Every family has their own unique holiday traditions. For David Archuleta, growing up with his four siblings, it was dressing in his mother’s homemade and sequined Jackson 5 outfits and going to perform at hospitals to bring Christmas cheer to patients.
During his Christmas concert at Salt Lake’s Capitol Theatre on Saturday, Archuleta joked that he had long since outgrown the sequined outfit but discussed how he had been able to learn from the experience. Even as a child, he could see how music can have a positive and powerful impact on people.
“I love the beauty in music,” Archuleta told the Deseret News in a recent interview. He explained that, to him, music is about “getting to say something that’s important, that’s deep within you, and let it out, and let people connect to that and help them discover a part of themselves.”
“I love that process.”
This theme, of positively affecting others through music, was one that he carried through his concert on Saturday at his Salt Lake City concert, taking breaks between performing holiday songs to talk about mental health and the spirit of the Christmas season.
Throughout the concert, Archuleta made it clear that he is comfortable communicating through his music. Though he occasionally seemed uncomfortable speaking in front of the packed Capitol Theatre crowd, he appeared immediately at ease as soon as he began to sing.
Archuleta moved easily through a variety of genres, like an upbeat pop cover of NSYNC’s “Merry Christmas, Happy Holidays” — which just got a music video last month — and jazzy renditions of “White Christmas” and “Have a Holly Jolly Christmas.” And as always, Archuleta nailed the ballads, including an acoustic “Mary, Did You Know?” accompanied only by a guitar, and his soaring finale of “O Holy Night.”
But he didn’t only perform Christmas songs. No David Archuleta concert would be complete without a performance of “Crush,” the pop hit that propelled him further into stardom immediately following his time on “Idol.” Archuleta delivered with a mellowed, acoustic rendition that was a crowd-pleaser to fans in the audience.
A more surprising inclusion was a mashup of Stephanie Mabey’s song “Glorious” with Lauren Daigle’s hit “You Say,” though this performance seemed on-the-nose for much of Archuleta’s message for the evening.

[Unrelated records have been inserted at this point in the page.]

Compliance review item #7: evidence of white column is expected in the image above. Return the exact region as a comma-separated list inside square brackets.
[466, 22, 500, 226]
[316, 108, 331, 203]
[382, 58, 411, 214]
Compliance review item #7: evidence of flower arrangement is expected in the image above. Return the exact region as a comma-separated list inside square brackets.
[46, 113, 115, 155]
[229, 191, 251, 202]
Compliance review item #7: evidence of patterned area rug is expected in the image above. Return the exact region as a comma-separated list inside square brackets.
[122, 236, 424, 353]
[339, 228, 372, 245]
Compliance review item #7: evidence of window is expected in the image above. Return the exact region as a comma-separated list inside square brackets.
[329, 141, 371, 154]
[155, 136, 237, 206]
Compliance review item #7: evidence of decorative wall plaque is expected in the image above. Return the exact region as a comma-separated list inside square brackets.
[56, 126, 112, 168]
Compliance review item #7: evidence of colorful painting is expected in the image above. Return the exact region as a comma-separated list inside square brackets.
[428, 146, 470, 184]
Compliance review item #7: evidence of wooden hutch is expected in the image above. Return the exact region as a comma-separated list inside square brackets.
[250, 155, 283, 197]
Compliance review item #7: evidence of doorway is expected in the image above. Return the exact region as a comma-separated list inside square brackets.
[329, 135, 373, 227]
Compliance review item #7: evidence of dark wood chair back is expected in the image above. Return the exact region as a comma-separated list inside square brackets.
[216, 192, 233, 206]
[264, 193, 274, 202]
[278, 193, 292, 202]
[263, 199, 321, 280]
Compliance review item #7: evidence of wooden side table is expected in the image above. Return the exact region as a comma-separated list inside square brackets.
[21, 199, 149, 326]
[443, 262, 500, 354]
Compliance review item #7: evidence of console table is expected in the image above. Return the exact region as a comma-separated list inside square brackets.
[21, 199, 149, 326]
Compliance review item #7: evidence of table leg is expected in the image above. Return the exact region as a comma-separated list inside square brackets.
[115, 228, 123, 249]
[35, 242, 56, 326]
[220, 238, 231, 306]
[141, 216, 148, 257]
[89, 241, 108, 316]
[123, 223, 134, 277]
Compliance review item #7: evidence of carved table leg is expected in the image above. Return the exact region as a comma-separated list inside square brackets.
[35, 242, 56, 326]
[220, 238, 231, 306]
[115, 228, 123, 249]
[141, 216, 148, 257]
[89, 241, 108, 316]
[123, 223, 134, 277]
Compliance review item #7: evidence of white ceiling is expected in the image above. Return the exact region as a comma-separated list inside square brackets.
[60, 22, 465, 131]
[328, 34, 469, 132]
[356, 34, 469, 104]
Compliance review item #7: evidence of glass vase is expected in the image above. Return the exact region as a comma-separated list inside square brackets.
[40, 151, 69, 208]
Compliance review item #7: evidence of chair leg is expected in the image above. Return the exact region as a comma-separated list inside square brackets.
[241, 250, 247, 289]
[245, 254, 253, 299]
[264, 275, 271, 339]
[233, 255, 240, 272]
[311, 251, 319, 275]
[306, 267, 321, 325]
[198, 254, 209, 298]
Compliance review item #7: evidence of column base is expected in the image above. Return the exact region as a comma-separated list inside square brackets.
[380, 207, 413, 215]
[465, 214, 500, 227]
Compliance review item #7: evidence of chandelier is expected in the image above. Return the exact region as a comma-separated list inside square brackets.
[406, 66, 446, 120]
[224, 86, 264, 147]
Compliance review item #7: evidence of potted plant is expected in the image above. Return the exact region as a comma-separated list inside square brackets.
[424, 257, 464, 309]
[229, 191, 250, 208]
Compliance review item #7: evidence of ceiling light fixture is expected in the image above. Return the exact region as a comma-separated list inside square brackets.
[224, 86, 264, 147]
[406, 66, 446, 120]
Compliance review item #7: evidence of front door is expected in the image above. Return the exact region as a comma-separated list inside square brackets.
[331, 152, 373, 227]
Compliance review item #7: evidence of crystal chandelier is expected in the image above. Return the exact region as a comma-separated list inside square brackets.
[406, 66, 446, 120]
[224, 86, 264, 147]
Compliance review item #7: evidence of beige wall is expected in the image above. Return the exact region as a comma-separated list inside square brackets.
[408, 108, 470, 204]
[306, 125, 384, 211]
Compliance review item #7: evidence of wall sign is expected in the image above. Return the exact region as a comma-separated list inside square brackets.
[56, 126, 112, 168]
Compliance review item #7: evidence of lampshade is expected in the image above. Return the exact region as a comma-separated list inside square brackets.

Archuleta was open in discussing his mental health throughout the night. He talked about how he has dealt with “negative thoughts” that have made him feel inadequate or sometimes hopeless. He said going to therapy has helped him to confront these negative thoughts and move past them.
As Archuleta sang Daigle’s “You Say” later that evening, the openings lyrics of the song (“I keep fighting voices in my mind that say I’m not enough/Every single lie that tells me I will never measure up”) seemed to take on more resonance.

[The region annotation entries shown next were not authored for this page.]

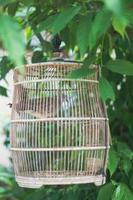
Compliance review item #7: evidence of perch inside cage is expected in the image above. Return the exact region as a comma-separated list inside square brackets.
[11, 61, 110, 188]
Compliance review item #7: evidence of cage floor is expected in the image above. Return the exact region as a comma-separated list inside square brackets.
[16, 175, 105, 188]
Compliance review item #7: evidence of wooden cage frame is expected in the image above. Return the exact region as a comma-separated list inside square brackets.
[11, 61, 110, 188]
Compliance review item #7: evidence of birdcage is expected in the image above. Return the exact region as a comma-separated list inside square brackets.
[11, 61, 110, 188]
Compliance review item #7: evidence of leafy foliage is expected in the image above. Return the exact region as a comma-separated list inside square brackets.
[0, 0, 133, 200]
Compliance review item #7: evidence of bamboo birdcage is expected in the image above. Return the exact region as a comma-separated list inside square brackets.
[11, 61, 110, 188]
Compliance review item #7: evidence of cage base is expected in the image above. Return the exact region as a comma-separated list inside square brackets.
[16, 175, 105, 188]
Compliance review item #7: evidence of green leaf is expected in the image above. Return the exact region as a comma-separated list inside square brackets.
[122, 157, 132, 175]
[106, 59, 133, 76]
[0, 0, 16, 6]
[0, 15, 25, 65]
[99, 77, 115, 101]
[0, 56, 14, 80]
[108, 147, 119, 176]
[68, 67, 95, 79]
[112, 16, 128, 37]
[35, 14, 58, 33]
[112, 183, 133, 200]
[89, 9, 111, 49]
[117, 142, 133, 160]
[97, 183, 115, 200]
[52, 6, 81, 34]
[77, 15, 91, 56]
[0, 86, 8, 97]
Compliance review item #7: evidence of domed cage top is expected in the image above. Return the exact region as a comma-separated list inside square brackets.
[11, 61, 110, 188]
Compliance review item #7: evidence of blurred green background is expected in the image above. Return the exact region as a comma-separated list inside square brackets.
[0, 0, 133, 200]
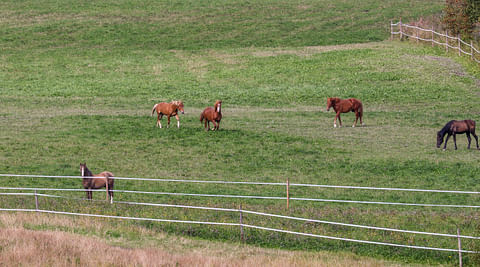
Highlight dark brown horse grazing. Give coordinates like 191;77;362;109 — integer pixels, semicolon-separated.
152;101;184;128
200;100;222;131
80;163;114;203
437;120;479;150
327;97;363;127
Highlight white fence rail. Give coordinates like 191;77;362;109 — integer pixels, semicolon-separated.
390;20;480;63
0;174;480;209
0;187;480;209
0;174;480;260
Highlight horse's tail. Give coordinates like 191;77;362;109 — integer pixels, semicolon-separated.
152;104;158;116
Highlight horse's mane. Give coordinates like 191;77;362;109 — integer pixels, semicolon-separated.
85;165;93;176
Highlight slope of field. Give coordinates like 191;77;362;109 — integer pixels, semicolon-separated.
0;0;480;264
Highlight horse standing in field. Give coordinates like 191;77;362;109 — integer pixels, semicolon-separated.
80;163;114;203
437;120;479;150
200;100;222;131
327;97;363;128
152;101;185;128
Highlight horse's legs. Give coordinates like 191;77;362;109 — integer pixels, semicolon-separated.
87;187;92;199
157;113;163;128
453;133;457;150
108;181;114;203
466;132;472;149
443;133;452;150
352;111;359;127
333;112;342;128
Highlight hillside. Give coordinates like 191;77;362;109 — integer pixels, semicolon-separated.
0;0;480;264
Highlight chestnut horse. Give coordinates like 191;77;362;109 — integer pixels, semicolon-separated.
200;100;222;131
152;101;184;128
327;97;363;127
80;163;114;203
437;120;479;150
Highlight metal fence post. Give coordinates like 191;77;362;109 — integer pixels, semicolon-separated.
470;40;474;60
238;204;245;242
457;34;462;56
35;189;38;212
399;18;403;41
432;25;435;47
457;228;463;267
390;20;393;41
287;178;290;210
445;30;448;53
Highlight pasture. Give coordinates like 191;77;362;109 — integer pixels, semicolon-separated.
0;0;480;265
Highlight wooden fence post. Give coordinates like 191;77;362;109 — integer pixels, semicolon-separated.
398;18;403;41
445;30;448;53
287;178;290;210
105;179;110;202
390;20;393;41
432;25;435;47
457;34;462;56
238;204;245;242
415;26;420;44
470;40;474;60
457;228;463;267
35;190;38;212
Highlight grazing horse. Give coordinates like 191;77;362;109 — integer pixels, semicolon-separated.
327;97;363;127
437;120;479;150
152;101;184;128
200;100;222;131
80;163;114;203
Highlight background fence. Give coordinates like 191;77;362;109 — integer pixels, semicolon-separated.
390;20;480;63
0;174;480;266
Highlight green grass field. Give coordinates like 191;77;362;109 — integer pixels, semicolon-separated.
0;0;480;265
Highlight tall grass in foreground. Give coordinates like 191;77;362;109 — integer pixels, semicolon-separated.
0;213;412;266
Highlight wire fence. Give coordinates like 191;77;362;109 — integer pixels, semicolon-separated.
390;20;480;63
0;174;480;262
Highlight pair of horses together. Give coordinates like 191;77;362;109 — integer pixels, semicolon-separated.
327;97;479;150
152;100;222;131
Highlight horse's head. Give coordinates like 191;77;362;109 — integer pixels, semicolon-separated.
172;100;185;114
80;162;93;176
437;131;444;148
215;100;222;112
327;97;337;111
80;162;88;176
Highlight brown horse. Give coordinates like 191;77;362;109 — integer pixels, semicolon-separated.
152;101;184;128
327;97;363;127
200;100;222;131
437;120;479;150
80;163;114;203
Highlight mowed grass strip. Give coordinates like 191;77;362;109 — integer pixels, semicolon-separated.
0;1;480;264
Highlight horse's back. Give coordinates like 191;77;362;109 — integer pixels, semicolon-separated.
100;171;113;178
464;120;475;132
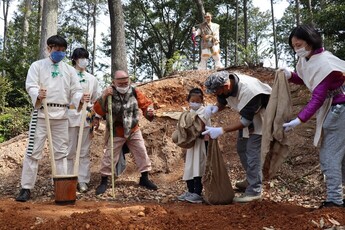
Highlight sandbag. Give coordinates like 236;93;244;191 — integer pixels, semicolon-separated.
202;139;234;204
171;111;203;149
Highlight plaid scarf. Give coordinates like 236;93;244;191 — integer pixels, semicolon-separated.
112;86;139;138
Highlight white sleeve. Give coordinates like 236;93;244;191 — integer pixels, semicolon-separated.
69;66;83;108
91;77;102;103
195;28;201;37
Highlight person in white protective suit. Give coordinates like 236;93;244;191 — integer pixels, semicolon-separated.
67;48;101;192
16;35;90;202
192;12;224;70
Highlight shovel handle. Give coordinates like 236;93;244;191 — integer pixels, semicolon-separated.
40;84;56;177
73;88;89;176
108;95;115;198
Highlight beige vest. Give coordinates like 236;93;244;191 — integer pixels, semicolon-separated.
226;73;272;137
296;51;345;146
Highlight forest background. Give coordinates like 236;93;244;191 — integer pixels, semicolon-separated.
0;0;345;143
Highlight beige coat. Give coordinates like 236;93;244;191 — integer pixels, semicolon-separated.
261;71;292;179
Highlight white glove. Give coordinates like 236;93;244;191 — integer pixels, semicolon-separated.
279;68;292;80
283;117;302;132
201;126;224;139
205;105;218;117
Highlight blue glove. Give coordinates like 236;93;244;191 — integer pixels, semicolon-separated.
205;105;218;117
201;126;224;139
283;117;302;132
279;68;292;80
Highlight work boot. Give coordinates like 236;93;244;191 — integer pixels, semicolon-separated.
319;201;344;208
235;179;249;192
96;176;108;195
233;194;262;203
139;172;158;190
16;188;31;202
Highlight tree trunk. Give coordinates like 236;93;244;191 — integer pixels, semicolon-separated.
235;0;238;66
108;0;128;74
2;0;10;77
271;0;278;68
22;0;31;47
37;0;43;47
308;0;314;23
243;0;248;60
194;0;205;20
2;0;10;55
296;0;300;26
91;1;98;74
40;0;59;59
85;2;92;50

He also shared with the audience just one of the things that he said he has learned from therapy that has helped him cope with negative thoughts.
Whenever a negative thought comes, such as “you’re not good enough” or “don’t bother trying,” tell that thought “thank you for the information,” but then set it aside and keep moving forward, Archuleta said.
The tactic appears to be working for Archuleta, who described himself as “socially awkward” at one point during the concert, though you wouldn’t know it to see him performing. He exuded genuine enthusiasm for the holiday songs he was performing, giving each of them his own unique twist.
Archuleta, whose album “Winter in the Air” is his second Christmas album, talked about the broad appeal of Christmas music and the feelings of joy that it can bring people, with some people seeking out that music and those feelings earlier every year.
“It’s still November right now,” Archuleta pointed out with a laugh. “But we’re here.”
Correction: This article previously identified “Glorious” as a song by David Archuleta. It was actually performed by Stephanie Mabey.